(Pubblicato su Blu Agorà Caffè l’8 luglio 2004)
Immagini di rovina e disfacimento caratterizzano tutto il film. Altipiani fuori dal mondo, villaggi sperduti, animali ammazzati, facce desolate, erotismo repulsivo. Il passo è lentissimo, scandito da sguardi inerti, gesti rappresi, silenzi interminabili. Aleggia una sensazione di sospensione temporale, di mancanza di riferimenti, d'attesa frustrante, metafora di una condizione dell’animo che va a chiudersi in un morboso cupio dissolvi. Sottolineato e prolungato dalla fotografia slavata, dalle immagini sgranate, dai fuorifuoco, da pianisequenza trasognati e panoramiche controluce.

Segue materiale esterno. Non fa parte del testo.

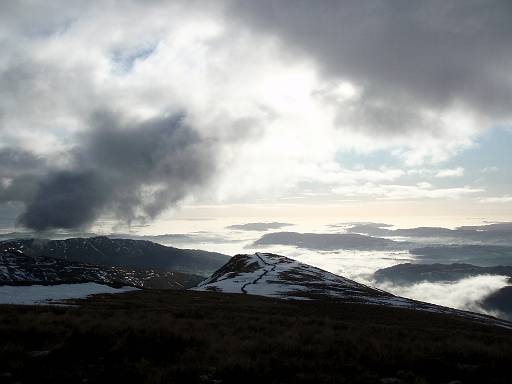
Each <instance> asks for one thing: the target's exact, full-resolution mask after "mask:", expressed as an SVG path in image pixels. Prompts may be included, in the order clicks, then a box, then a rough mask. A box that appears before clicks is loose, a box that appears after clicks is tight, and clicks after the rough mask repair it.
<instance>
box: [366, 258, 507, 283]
mask: <svg viewBox="0 0 512 384" xmlns="http://www.w3.org/2000/svg"><path fill="white" fill-rule="evenodd" d="M478 275H500V276H510V277H512V267H507V266H497V267H477V266H475V265H471V264H458V263H455V264H410V263H406V264H399V265H394V266H392V267H388V268H382V269H379V270H378V271H376V272H375V273H374V274H373V277H374V279H375V281H376V282H378V283H382V282H384V281H390V282H392V283H393V284H397V285H411V284H415V283H419V282H422V281H429V282H441V281H446V282H448V281H458V280H461V279H464V278H466V277H472V276H478Z"/></svg>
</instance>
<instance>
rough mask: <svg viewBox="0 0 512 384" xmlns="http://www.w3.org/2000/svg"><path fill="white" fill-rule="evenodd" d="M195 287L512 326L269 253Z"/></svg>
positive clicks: (482, 322)
mask: <svg viewBox="0 0 512 384" xmlns="http://www.w3.org/2000/svg"><path fill="white" fill-rule="evenodd" d="M192 289H193V290H197V291H216V292H226V293H241V294H251V295H259V296H266V297H274V298H281V299H294V300H315V299H329V300H335V301H337V302H343V303H361V304H372V305H385V306H389V307H395V308H408V309H414V310H421V311H428V312H437V313H444V314H449V315H456V316H462V317H465V318H469V319H471V320H473V321H476V322H480V323H486V324H494V325H500V326H504V327H507V328H512V324H510V323H509V322H507V321H503V320H499V319H495V318H493V317H489V316H485V315H480V314H476V313H472V312H465V311H460V310H456V309H452V308H446V307H441V306H438V305H434V304H428V303H423V302H419V301H415V300H411V299H406V298H403V297H399V296H394V295H392V294H391V293H388V292H384V291H381V290H378V289H375V288H371V287H368V286H366V285H363V284H360V283H357V282H355V281H353V280H350V279H347V278H344V277H341V276H338V275H335V274H333V273H330V272H327V271H324V270H322V269H320V268H316V267H313V266H310V265H307V264H303V263H300V262H298V261H296V260H292V259H289V258H287V257H284V256H280V255H275V254H270V253H255V254H253V255H236V256H234V257H233V258H232V259H231V260H230V261H229V262H228V263H226V264H225V265H224V266H223V267H222V268H220V269H219V270H217V271H216V272H215V273H214V274H213V275H212V276H210V277H209V278H208V279H206V280H204V281H203V282H201V283H200V284H199V285H198V286H197V287H195V288H192Z"/></svg>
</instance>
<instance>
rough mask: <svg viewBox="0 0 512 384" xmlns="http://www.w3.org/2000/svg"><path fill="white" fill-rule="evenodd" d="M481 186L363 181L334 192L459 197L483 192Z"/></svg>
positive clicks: (410, 196)
mask: <svg viewBox="0 0 512 384" xmlns="http://www.w3.org/2000/svg"><path fill="white" fill-rule="evenodd" d="M484 191H485V190H484V189H482V188H473V187H469V186H464V187H455V188H435V187H434V186H432V185H431V184H430V183H426V182H420V183H418V184H416V185H400V184H375V183H365V184H361V185H353V186H340V187H337V188H335V189H334V190H333V192H334V193H337V194H340V195H344V196H371V197H376V198H381V199H389V200H411V199H459V198H461V197H463V196H467V195H473V194H477V193H481V192H484Z"/></svg>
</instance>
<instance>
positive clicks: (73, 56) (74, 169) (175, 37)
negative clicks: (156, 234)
mask: <svg viewBox="0 0 512 384" xmlns="http://www.w3.org/2000/svg"><path fill="white" fill-rule="evenodd" d="M511 41H512V5H511V3H510V2H509V1H506V0H503V1H500V0H495V1H494V0H493V1H483V0H481V1H478V0H469V1H468V0H464V1H462V0H454V1H450V2H446V1H440V0H439V1H436V0H432V1H417V2H410V1H400V0H396V1H371V2H361V1H334V0H332V1H331V0H322V1H314V2H313V1H291V0H283V1H279V2H276V1H270V0H262V1H258V2H255V1H249V0H239V1H237V0H213V1H199V0H197V1H196V0H187V1H180V0H176V1H158V0H151V1H137V0H131V1H114V0H111V1H69V0H66V1H59V0H55V1H51V2H46V1H36V0H34V1H3V2H2V3H1V5H0V45H1V46H2V52H1V53H0V227H1V229H2V230H4V231H10V230H13V229H16V230H31V231H50V230H68V231H71V230H90V229H92V230H98V229H99V230H103V229H104V228H107V227H108V229H105V231H108V230H119V231H126V230H127V228H128V229H130V230H138V229H137V228H144V229H141V231H142V232H144V231H146V232H152V233H156V232H159V233H172V232H176V231H178V230H179V229H182V230H189V229H190V230H193V229H198V228H202V229H205V228H208V226H209V225H210V224H209V223H210V222H211V221H212V220H213V221H216V222H217V223H218V222H222V227H224V226H227V225H237V224H243V223H246V222H250V221H269V220H271V221H281V222H283V221H284V222H289V221H291V222H293V223H304V222H309V223H316V222H322V223H323V224H328V223H334V222H338V221H341V220H345V221H348V220H370V221H380V222H382V221H383V222H391V223H393V224H400V223H408V224H409V225H420V224H422V225H433V224H435V223H438V224H439V225H446V226H452V227H453V226H455V225H461V224H465V223H473V222H483V221H486V220H489V221H507V220H510V219H511V217H512V188H511V187H512V162H511V161H510V148H511V147H512V71H510V68H512V50H511V49H510V42H511ZM199 221H201V222H202V224H201V225H202V227H200V226H198V224H197V223H198V222H199ZM141 226H142V227H141ZM148 226H149V227H148ZM148 228H152V229H148Z"/></svg>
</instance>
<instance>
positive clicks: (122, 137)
mask: <svg viewBox="0 0 512 384" xmlns="http://www.w3.org/2000/svg"><path fill="white" fill-rule="evenodd" d="M91 125H92V128H91V129H90V130H88V131H87V132H86V133H84V134H82V136H81V138H80V139H81V140H80V142H81V144H80V145H78V146H76V147H75V148H74V149H73V151H72V156H73V158H74V163H73V166H72V167H71V168H69V169H64V170H60V169H49V170H47V172H46V173H45V174H43V175H40V176H38V177H36V176H34V177H30V176H26V177H25V178H26V182H25V184H23V183H24V180H25V179H24V178H23V177H18V178H15V179H14V181H13V182H12V184H11V186H9V187H7V188H4V189H5V190H4V191H3V194H4V195H5V196H4V200H6V199H7V197H8V198H9V199H10V200H19V201H22V202H24V203H25V204H26V209H25V212H23V213H22V215H21V216H20V218H19V222H20V223H21V224H22V225H24V226H26V227H28V228H31V229H35V230H48V229H52V228H80V227H84V226H87V225H89V224H91V223H92V222H93V221H94V220H96V219H97V218H98V217H99V216H100V215H101V214H104V213H114V214H115V215H116V216H117V217H119V218H121V219H124V220H127V221H132V220H136V219H138V220H144V219H148V218H154V217H155V216H156V215H158V214H159V213H160V212H162V211H163V210H164V209H166V208H167V207H169V206H170V205H171V204H174V203H176V202H178V201H179V200H181V199H183V198H184V197H185V196H186V195H187V194H189V193H191V192H192V191H193V190H194V188H195V187H197V186H201V185H203V184H204V183H206V182H207V181H208V180H209V179H210V177H211V175H212V174H213V173H214V170H215V143H214V142H213V141H212V140H209V139H208V140H207V139H202V138H201V137H200V136H199V135H198V134H197V133H196V132H195V131H194V130H193V129H192V128H191V127H189V126H188V125H187V124H186V122H185V116H184V115H179V116H172V117H167V118H161V119H154V120H150V121H145V122H143V123H139V124H136V123H130V124H125V125H123V124H121V123H120V122H119V121H118V119H117V118H116V116H115V115H113V114H109V113H101V114H96V115H95V116H94V117H93V118H92V120H91ZM23 185H26V187H27V189H29V192H30V193H28V192H27V191H24V190H23ZM15 187H16V188H18V189H21V191H20V192H19V195H18V196H13V193H12V192H10V190H11V189H13V188H15ZM34 188H35V192H34ZM9 192H10V193H9Z"/></svg>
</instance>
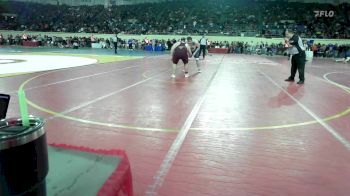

La stanchezza del vivere si confronta però con la forza mite e caritatevole della vecchia Ascen, la quale ripone la sua fede nel perdono e nel sacrificio di sé. Che, forse, contribuirà a ridare senso a ciò cui l’uomo voleva sfuggire per sempre.
Non è facile orientarsi in questo nulla dolente e polveroso. Anzi, ci s’immerge con il protagonista nel suo attonito vagabondare e ci s’incanta davanti alla spiritualità ingenua ma salvifica della donna. Japón è un film scabro, ostico, prolisso, eppure intenso, coraggioso nella sua enigmatica essenza.
Una provocazione da raccogliere e da vedere.
Japón, di Carlos Reygadas, con Alejandro Ferretis, Magdalena Flores (Messico, 2002, 130’). Vincitore della Camera d'Or al 55º Festival di Cannes.